Burundi peace talks moved from Arusha to Bujumbura

06Dec 2016
Edward Qorro
The Guardian
Burundi peace talks moved from Arusha to Bujumbura

IT’S now official. The inter-Burundi peace dialogue has been relocated from Arusha to the troubled country’s capital Bujumbura, and is due to start tomorrow.

Benjamin William Mkapa

A source privy to the talks confirmed to The Guardian yesterday that this latest development comes after a long push by the government.

The third round of talks, to last three days, will be facilitated as usual by the current dialogue mediator and former Tanzanian president Benjamin William Mkapa, the source confirmed.

The change of venue for the dialogue comes months after reports that some delegates were expected to ditch the crucial peace talks, pushing for their relocation to Burundi.

During the first dialogue in May this year, several participants openly expressed their preference for the talks to be held within Burundi.

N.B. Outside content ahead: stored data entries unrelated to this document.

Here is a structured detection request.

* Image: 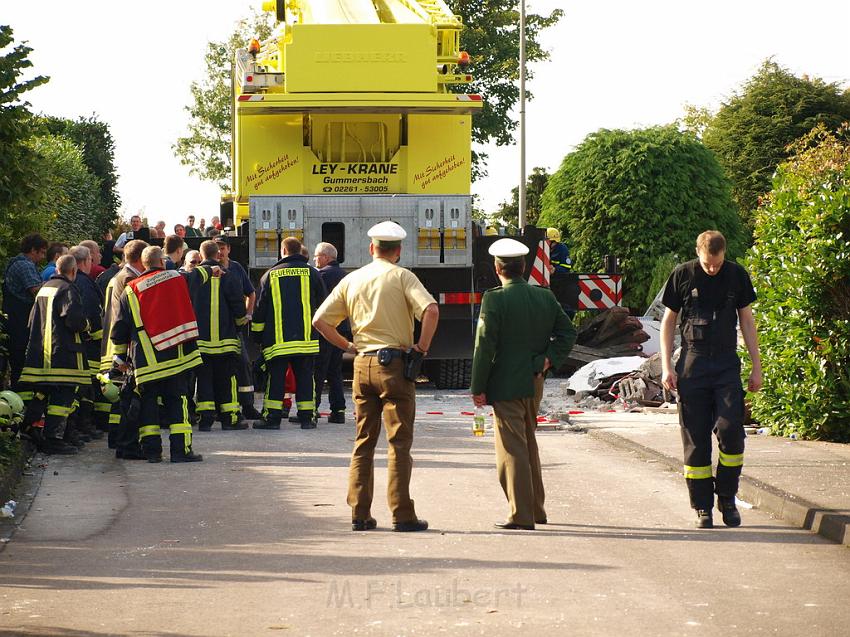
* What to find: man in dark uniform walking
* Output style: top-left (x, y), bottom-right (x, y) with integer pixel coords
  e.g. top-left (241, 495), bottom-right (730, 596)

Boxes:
top-left (470, 238), bottom-right (576, 531)
top-left (660, 230), bottom-right (762, 528)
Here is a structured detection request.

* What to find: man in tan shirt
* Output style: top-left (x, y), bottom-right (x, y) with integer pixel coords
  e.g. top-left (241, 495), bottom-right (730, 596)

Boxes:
top-left (313, 221), bottom-right (439, 532)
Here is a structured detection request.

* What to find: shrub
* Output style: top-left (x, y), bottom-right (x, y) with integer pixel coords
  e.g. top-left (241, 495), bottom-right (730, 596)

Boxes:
top-left (539, 126), bottom-right (744, 310)
top-left (746, 125), bottom-right (850, 441)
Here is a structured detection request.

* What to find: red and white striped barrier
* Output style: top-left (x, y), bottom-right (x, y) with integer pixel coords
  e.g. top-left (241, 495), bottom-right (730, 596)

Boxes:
top-left (528, 240), bottom-right (550, 287)
top-left (578, 274), bottom-right (622, 309)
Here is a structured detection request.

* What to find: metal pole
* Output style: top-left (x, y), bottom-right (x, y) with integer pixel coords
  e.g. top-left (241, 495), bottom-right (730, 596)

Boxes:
top-left (518, 0), bottom-right (527, 232)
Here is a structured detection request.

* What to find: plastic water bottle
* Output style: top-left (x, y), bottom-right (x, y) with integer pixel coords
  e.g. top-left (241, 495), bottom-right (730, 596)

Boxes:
top-left (472, 407), bottom-right (486, 437)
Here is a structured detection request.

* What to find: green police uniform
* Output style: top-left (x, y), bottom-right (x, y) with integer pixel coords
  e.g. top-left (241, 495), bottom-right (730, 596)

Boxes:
top-left (471, 270), bottom-right (576, 528)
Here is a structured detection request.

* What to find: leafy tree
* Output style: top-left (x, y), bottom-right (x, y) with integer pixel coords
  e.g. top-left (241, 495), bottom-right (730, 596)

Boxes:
top-left (174, 3), bottom-right (562, 186)
top-left (173, 10), bottom-right (274, 188)
top-left (491, 166), bottom-right (549, 230)
top-left (451, 1), bottom-right (563, 179)
top-left (539, 126), bottom-right (744, 309)
top-left (701, 60), bottom-right (850, 228)
top-left (746, 125), bottom-right (850, 442)
top-left (29, 134), bottom-right (103, 244)
top-left (0, 25), bottom-right (50, 268)
top-left (43, 115), bottom-right (121, 233)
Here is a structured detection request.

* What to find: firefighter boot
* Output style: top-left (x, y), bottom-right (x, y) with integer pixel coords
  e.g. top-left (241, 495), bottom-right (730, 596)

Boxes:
top-left (170, 433), bottom-right (203, 463)
top-left (239, 392), bottom-right (263, 421)
top-left (221, 412), bottom-right (249, 430)
top-left (717, 496), bottom-right (741, 527)
top-left (299, 410), bottom-right (317, 430)
top-left (695, 509), bottom-right (713, 529)
top-left (141, 435), bottom-right (163, 463)
top-left (328, 410), bottom-right (346, 424)
top-left (253, 415), bottom-right (281, 430)
top-left (197, 413), bottom-right (215, 432)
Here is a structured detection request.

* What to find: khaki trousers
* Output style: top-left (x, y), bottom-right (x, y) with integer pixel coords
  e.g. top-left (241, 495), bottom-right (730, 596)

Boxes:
top-left (492, 375), bottom-right (546, 526)
top-left (349, 356), bottom-right (417, 523)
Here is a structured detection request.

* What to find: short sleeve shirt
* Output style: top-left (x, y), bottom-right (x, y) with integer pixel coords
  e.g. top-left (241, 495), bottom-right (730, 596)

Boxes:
top-left (314, 258), bottom-right (436, 353)
top-left (3, 255), bottom-right (42, 302)
top-left (114, 231), bottom-right (134, 249)
top-left (662, 259), bottom-right (756, 314)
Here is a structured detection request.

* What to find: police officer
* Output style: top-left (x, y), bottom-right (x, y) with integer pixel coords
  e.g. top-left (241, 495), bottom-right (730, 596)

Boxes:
top-left (111, 246), bottom-right (206, 463)
top-left (252, 237), bottom-right (326, 430)
top-left (470, 238), bottom-right (576, 530)
top-left (660, 231), bottom-right (762, 528)
top-left (193, 240), bottom-right (249, 431)
top-left (312, 241), bottom-right (350, 424)
top-left (313, 221), bottom-right (438, 533)
top-left (19, 255), bottom-right (90, 455)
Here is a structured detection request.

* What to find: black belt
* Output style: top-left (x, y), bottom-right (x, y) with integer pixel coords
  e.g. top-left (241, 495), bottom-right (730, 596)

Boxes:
top-left (360, 348), bottom-right (405, 359)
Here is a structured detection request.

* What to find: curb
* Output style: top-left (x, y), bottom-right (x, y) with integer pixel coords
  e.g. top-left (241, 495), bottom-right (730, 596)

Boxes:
top-left (586, 428), bottom-right (850, 548)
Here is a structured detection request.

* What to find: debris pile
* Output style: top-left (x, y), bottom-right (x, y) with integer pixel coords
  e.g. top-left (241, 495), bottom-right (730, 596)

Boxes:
top-left (566, 307), bottom-right (651, 367)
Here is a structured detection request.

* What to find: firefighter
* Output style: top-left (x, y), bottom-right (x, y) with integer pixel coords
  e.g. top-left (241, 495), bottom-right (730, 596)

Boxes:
top-left (111, 245), bottom-right (210, 463)
top-left (193, 240), bottom-right (249, 431)
top-left (100, 239), bottom-right (148, 457)
top-left (212, 235), bottom-right (261, 420)
top-left (68, 245), bottom-right (105, 441)
top-left (19, 255), bottom-right (90, 455)
top-left (470, 239), bottom-right (575, 530)
top-left (546, 228), bottom-right (572, 274)
top-left (252, 237), bottom-right (326, 430)
top-left (660, 231), bottom-right (762, 528)
top-left (313, 221), bottom-right (438, 532)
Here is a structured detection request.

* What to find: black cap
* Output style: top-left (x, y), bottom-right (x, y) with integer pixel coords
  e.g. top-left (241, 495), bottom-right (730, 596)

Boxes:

The Burundi minister of external relations and international cooperation, Alain Aime Nyamitwe, was quoted on the sidelines of that first round of talks as saying they had come to Arusha out of respect of the East African Cooperation (EAC).

“In the first place, we didn’t want to come here, but only for the sake of the EAC, we had to,” Nyamitwe said.

Speaking to The Guardian in June, Burundi’s ambassador in Russia, Guillaume Ruzoviyo said though they were confident with the facilitator, he believed that peace would only return to his country once the dialogue reconvenes in Bujumbura.

The president of the opposition Rally of Democracy in Burundi (RADEBU) opposition party, Jean Didier Mutabazi, also argued on behalf of the lobby to relocate the dialogue to Burundi since it was the Barundi (tribe) who bore the brunt of the current humanitarian crisis in the country.

“We are very happy that Mkapa has since listened to our demands, but still we prefer such dialogues to be held in our own country,” Mutabazi said.

Burundi has not known peace since April last year when President Pierre Nkurunziza made clear his intention to run for a third term in office, a decision seen by many Burundians as trampling over the country’s constitutional arrangements that ended a decade-long civil war.

Three Burundi army officers were arrested over the weekend for suspected involvement in a failed bid to assassinate a top advisor to Nkurunziza, according to police and security sources.

The attack took place late on Monday last week when a group of gunmen ambushed Willy Nyamitwe, the government's top spokesman, as he was returning to his home in the capital Bujumbura. "It’s terrorism," Burundi police spokesman Pierre Nkurikiye tweeted late Friday.